Stars are used to partition out specific interactions from the Treatment SS and are useful when certain
interactions must be used as error terms in custom F tests. Examples:
Model Resp = a b a*b specifies partitioning of SST into main effect A, me B and interaction AxB
Model Resp = a a*b a*b*c specifies me A and interactions AxB and AxBxC
Bars are used as a nice shortcut to partition the Treatment SS into all possible combinations of the
included factors. On a standard PC keyboard, the bar symbol (|) is typed as Shift-\. Examples:
Model Resp = a|b is equivalent to Model Resp = a b a*b
Model Resp = a|b|c is equivalent to Model Resp = a b c a*b a*c b*c a*b*c
An additional nice trick to know is the use of "@" in factorial model statements. The "@" symbol in
conjunction with bars (|) allows you to specify all possible combinations of model factors up to a certain
level (e.g. two-way effects), saving you lots of typing. An example:
Model Resp = Block a|b|c@2 is equivalent to Model Resp = Block a b c a*b a*c b*c
notice this excludes the three-way effect a*b*c
PLS205 2014 6.2 Lab 6 (Topic 9)
The Relationship Between Factors and Treatment
Until now, we have had only a single 'treatment' (the effect of which we are trying to understand) with
zero (CRD), one (RCBD), or two (LS) blocking variables (the effects of which we are trying to account
for but not really investigate). With factorials, we now have two or more 'factors' that are experimentally
equivalent to the single 'treatment' variable from the first half of the course. To illustrate this equivalence,
reconsider Example 1 from Lab 3 (Topics 4-5): An experiment with 6 treatments (L08, L12, L16, H08,
H12, H16), where L/H refers to Low/High temperatures and 8/12/16 refers to hours of light. This is
exactly equivalent to having temperature as one factor and light as another, organized as a factorial:
Model Growth = Treatment; df Treatment = 5
Model Growth = Temp Light Temp*Light; df Temp = 1
df Light = 2
df Temp*Light = 2
Sum = 5
What this is meant to show is that the old classification variable ‘Treatment’ is simply a combination of
two factors (light and temperature).

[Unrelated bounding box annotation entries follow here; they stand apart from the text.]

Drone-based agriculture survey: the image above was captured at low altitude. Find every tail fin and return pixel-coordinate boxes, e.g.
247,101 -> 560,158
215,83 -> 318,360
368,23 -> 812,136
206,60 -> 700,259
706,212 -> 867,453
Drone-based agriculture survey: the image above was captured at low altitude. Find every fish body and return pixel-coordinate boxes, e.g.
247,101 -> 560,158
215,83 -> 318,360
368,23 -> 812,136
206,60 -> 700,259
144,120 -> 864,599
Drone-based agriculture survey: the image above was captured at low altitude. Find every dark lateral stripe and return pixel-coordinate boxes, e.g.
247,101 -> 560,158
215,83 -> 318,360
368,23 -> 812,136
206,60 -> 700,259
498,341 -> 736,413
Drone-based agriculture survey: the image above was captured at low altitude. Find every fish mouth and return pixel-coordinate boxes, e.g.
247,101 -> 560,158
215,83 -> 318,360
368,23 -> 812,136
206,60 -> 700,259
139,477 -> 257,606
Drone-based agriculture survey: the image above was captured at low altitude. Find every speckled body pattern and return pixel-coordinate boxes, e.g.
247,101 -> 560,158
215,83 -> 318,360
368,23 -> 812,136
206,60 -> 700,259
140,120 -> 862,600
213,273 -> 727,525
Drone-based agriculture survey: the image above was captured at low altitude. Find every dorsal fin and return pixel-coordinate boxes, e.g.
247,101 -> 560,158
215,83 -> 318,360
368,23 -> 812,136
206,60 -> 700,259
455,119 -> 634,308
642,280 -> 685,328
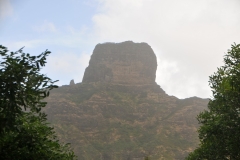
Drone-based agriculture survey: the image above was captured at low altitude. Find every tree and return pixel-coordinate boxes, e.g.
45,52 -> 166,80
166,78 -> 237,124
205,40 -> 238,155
0,45 -> 75,160
186,44 -> 240,160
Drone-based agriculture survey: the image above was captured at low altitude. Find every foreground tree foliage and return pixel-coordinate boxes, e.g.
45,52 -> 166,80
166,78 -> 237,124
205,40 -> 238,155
186,44 -> 240,160
0,45 -> 75,160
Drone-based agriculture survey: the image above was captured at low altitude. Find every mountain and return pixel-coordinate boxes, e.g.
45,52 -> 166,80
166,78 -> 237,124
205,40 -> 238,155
45,41 -> 209,160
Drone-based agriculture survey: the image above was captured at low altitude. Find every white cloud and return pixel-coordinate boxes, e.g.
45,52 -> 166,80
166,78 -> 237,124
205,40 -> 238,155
34,21 -> 57,32
4,39 -> 45,51
92,0 -> 240,98
43,52 -> 90,85
0,0 -> 13,20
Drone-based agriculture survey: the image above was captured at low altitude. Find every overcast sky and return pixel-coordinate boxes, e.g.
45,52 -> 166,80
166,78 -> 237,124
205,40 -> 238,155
0,0 -> 240,98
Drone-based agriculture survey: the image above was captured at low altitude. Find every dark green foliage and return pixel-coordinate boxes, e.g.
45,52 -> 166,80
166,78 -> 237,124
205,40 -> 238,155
0,45 -> 75,160
186,44 -> 240,160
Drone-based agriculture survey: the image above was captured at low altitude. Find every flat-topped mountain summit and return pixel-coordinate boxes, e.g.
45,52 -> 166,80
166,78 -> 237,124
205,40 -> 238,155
82,41 -> 157,85
45,41 -> 208,160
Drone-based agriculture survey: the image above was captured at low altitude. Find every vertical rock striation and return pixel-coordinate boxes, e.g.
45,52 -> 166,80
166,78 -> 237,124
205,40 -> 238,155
82,41 -> 157,85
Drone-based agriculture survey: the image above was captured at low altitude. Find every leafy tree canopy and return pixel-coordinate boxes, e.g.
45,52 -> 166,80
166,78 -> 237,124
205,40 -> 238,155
0,45 -> 75,160
186,44 -> 240,160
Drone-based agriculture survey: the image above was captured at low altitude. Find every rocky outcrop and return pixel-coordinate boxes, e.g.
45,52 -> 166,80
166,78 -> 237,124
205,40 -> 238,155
82,41 -> 157,85
44,41 -> 208,160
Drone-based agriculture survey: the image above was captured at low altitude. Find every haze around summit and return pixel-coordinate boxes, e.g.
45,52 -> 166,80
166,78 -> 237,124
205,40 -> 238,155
0,0 -> 240,98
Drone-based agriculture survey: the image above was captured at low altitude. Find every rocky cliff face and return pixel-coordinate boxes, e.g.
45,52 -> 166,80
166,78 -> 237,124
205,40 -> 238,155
82,41 -> 157,85
45,42 -> 208,160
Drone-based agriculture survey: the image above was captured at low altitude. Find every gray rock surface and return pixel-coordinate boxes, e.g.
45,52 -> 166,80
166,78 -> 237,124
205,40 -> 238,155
82,41 -> 157,85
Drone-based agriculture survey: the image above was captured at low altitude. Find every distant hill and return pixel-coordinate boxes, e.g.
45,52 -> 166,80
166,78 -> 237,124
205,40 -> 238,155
45,41 -> 208,160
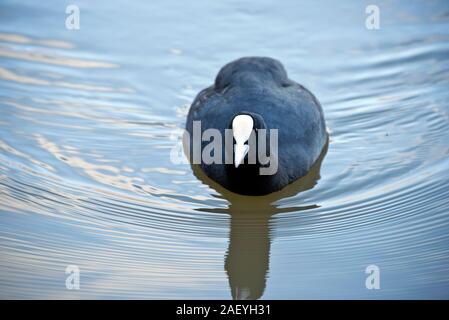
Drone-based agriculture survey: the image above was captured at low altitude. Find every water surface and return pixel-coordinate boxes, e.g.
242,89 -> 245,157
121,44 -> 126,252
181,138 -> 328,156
0,0 -> 449,299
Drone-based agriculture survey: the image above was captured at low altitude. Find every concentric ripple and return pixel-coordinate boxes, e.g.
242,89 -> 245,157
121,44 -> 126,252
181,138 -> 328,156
0,1 -> 449,299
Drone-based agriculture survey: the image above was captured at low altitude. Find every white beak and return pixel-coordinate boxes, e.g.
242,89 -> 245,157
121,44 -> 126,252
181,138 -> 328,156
234,144 -> 249,168
232,114 -> 254,168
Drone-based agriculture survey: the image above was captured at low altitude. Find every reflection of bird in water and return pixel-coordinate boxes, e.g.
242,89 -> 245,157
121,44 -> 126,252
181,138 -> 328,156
193,146 -> 327,299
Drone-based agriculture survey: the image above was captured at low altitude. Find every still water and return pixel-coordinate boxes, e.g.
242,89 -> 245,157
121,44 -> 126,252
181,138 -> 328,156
0,0 -> 449,299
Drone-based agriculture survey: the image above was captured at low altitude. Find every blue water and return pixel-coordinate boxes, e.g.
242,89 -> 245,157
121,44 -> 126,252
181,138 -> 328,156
0,0 -> 449,299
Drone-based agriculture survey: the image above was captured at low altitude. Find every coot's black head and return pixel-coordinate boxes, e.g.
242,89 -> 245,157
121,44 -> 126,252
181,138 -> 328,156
215,57 -> 291,92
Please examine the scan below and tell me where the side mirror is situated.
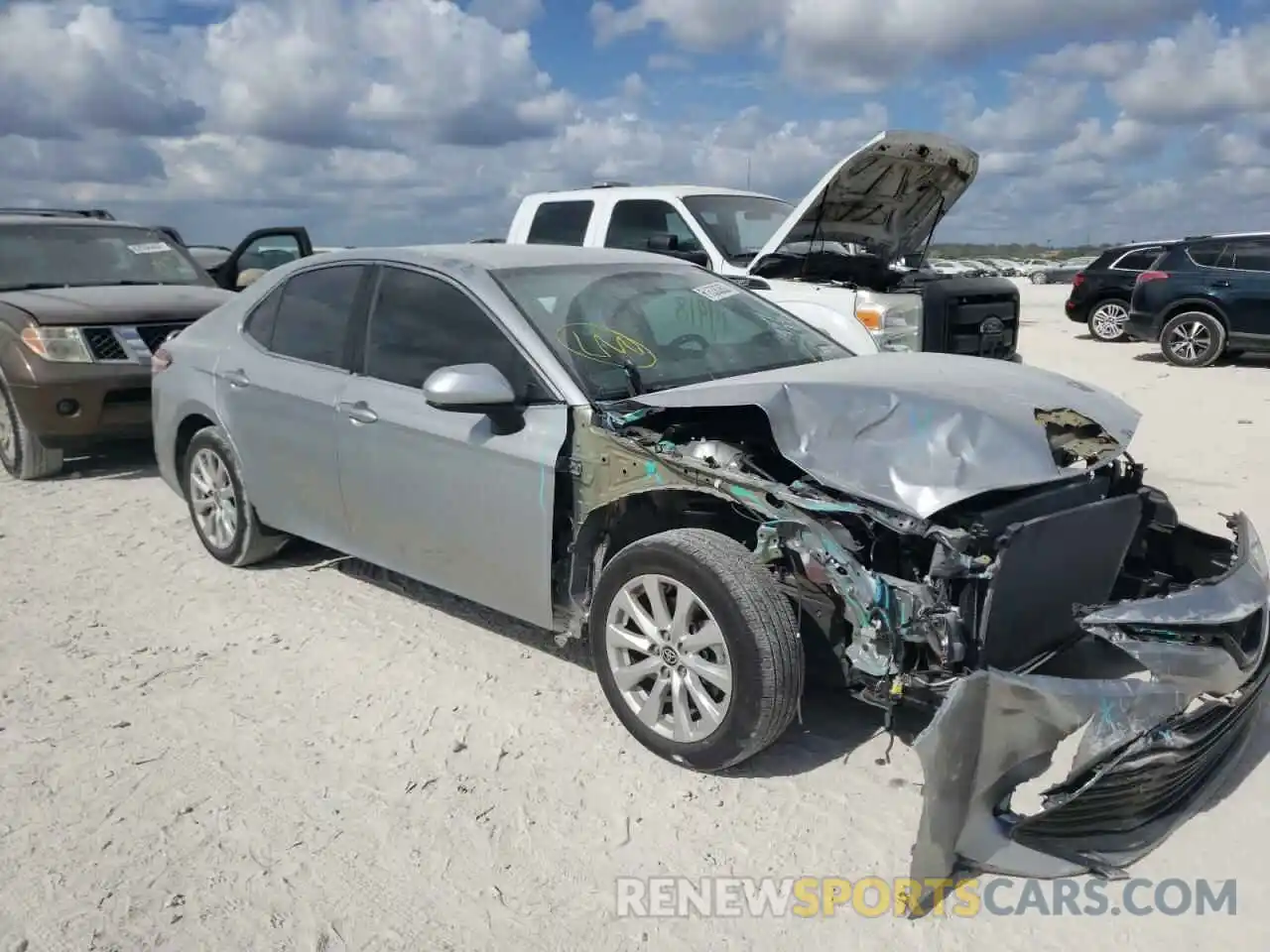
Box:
[423,363,516,414]
[235,268,268,291]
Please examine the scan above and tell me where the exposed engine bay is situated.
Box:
[559,354,1270,905]
[596,413,1249,708]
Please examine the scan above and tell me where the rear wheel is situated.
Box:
[0,380,63,480]
[1087,298,1129,343]
[1160,311,1225,367]
[182,426,287,567]
[589,530,804,771]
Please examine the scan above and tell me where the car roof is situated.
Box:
[526,185,789,204]
[0,213,158,231]
[316,244,691,272]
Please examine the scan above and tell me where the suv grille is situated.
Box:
[922,278,1019,361]
[80,321,193,363]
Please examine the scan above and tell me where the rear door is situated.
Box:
[1206,237,1270,346]
[216,263,372,548]
[335,266,568,627]
[207,226,314,291]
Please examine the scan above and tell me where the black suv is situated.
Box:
[1125,234,1270,367]
[1066,241,1174,341]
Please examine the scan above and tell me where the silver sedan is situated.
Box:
[154,244,1270,893]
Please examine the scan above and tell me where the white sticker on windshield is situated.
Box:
[693,281,740,300]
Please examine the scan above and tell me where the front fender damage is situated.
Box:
[909,514,1270,911]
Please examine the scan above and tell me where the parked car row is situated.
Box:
[0,198,1270,881]
[1066,232,1270,367]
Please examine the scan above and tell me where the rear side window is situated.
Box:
[269,264,366,367]
[528,202,595,246]
[1187,241,1225,268]
[1112,245,1165,272]
[1218,240,1270,272]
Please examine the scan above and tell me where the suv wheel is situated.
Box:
[182,426,287,567]
[1160,311,1225,367]
[588,530,804,771]
[0,380,63,480]
[1088,299,1129,343]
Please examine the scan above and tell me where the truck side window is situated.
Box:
[604,198,702,251]
[527,202,595,248]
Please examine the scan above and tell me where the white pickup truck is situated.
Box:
[497,131,1019,359]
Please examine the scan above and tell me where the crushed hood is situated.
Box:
[749,131,979,271]
[635,353,1140,520]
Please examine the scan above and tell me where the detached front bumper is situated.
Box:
[911,514,1270,907]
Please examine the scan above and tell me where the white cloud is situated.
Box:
[0,0,1270,250]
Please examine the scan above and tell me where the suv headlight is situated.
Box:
[22,327,92,363]
[856,298,922,350]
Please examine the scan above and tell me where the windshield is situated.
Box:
[684,195,794,259]
[493,264,852,400]
[0,223,212,291]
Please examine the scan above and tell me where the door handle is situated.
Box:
[339,400,380,422]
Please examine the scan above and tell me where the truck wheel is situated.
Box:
[1160,311,1225,367]
[0,380,63,480]
[589,530,804,772]
[181,426,287,568]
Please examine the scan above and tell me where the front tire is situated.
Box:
[1160,311,1225,367]
[182,426,287,568]
[1085,298,1129,344]
[0,380,63,481]
[589,530,804,772]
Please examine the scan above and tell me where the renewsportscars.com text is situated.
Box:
[616,876,1238,919]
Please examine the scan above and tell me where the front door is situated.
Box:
[336,267,568,627]
[216,264,371,548]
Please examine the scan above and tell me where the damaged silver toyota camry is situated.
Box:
[154,239,1270,903]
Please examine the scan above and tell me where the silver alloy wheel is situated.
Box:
[1169,321,1212,361]
[1089,300,1129,340]
[190,449,239,549]
[0,395,18,463]
[604,575,733,744]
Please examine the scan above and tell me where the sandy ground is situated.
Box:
[0,287,1270,952]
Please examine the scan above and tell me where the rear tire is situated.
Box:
[588,530,804,772]
[0,380,64,481]
[1085,298,1129,344]
[1160,311,1225,367]
[181,426,287,568]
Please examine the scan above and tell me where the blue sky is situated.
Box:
[0,0,1270,244]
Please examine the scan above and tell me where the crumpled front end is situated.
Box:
[911,514,1270,901]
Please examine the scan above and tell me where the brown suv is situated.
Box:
[0,219,234,480]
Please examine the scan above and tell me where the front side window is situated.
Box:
[604,198,702,251]
[493,262,851,400]
[364,268,546,403]
[269,264,366,367]
[1115,246,1163,272]
[684,195,794,262]
[0,222,212,291]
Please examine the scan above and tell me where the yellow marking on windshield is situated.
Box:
[557,321,657,371]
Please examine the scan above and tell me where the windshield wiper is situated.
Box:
[621,357,644,396]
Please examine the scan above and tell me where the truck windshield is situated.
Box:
[684,195,794,262]
[493,263,852,400]
[0,222,212,291]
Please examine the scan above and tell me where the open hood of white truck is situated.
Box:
[749,131,979,269]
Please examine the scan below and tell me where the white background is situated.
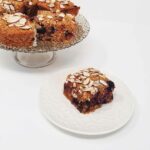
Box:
[0,0,150,150]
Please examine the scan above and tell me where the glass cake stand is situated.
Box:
[1,15,90,68]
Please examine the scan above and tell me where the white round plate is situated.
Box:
[40,69,135,135]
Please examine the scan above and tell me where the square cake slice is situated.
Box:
[64,68,115,113]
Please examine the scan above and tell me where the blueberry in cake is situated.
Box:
[64,68,115,113]
[0,0,80,48]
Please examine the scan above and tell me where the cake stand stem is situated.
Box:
[15,51,55,68]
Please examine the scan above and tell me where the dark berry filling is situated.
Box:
[107,81,115,92]
[37,26,46,34]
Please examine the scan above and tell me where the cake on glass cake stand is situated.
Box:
[1,15,90,68]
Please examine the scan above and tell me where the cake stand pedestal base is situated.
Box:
[15,51,55,68]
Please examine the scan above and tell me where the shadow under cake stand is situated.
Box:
[1,15,90,68]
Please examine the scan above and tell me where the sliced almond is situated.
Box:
[67,14,75,19]
[20,25,32,30]
[83,72,90,77]
[19,18,27,26]
[83,78,90,85]
[48,3,55,8]
[60,4,65,9]
[51,0,56,3]
[7,15,20,23]
[58,13,65,18]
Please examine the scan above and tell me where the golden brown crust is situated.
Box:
[35,11,77,43]
[0,13,35,48]
[0,0,79,48]
[37,0,80,16]
[0,0,24,14]
[64,68,115,113]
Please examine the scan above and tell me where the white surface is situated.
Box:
[0,0,150,150]
[39,68,135,136]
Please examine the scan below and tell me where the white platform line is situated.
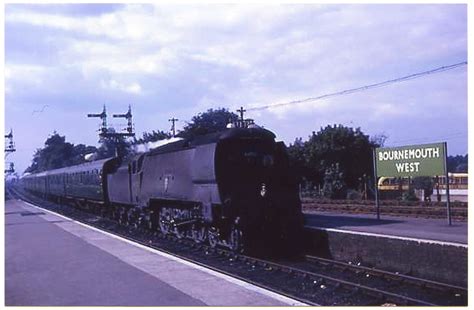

Rewriting the model in terms of the factors does not affect the Model
df at all; it simply expands the class variable ‘Treatment’ into ‘Temp Light Temp*Light’. Before, we
accomplished this ‘opening up’ of the treatment through orthogonal contrasts. The insights gained
through each approach are equivalent.
Example 6.1 Two-Way ANOVA with interactions [Lab6ex1.sas]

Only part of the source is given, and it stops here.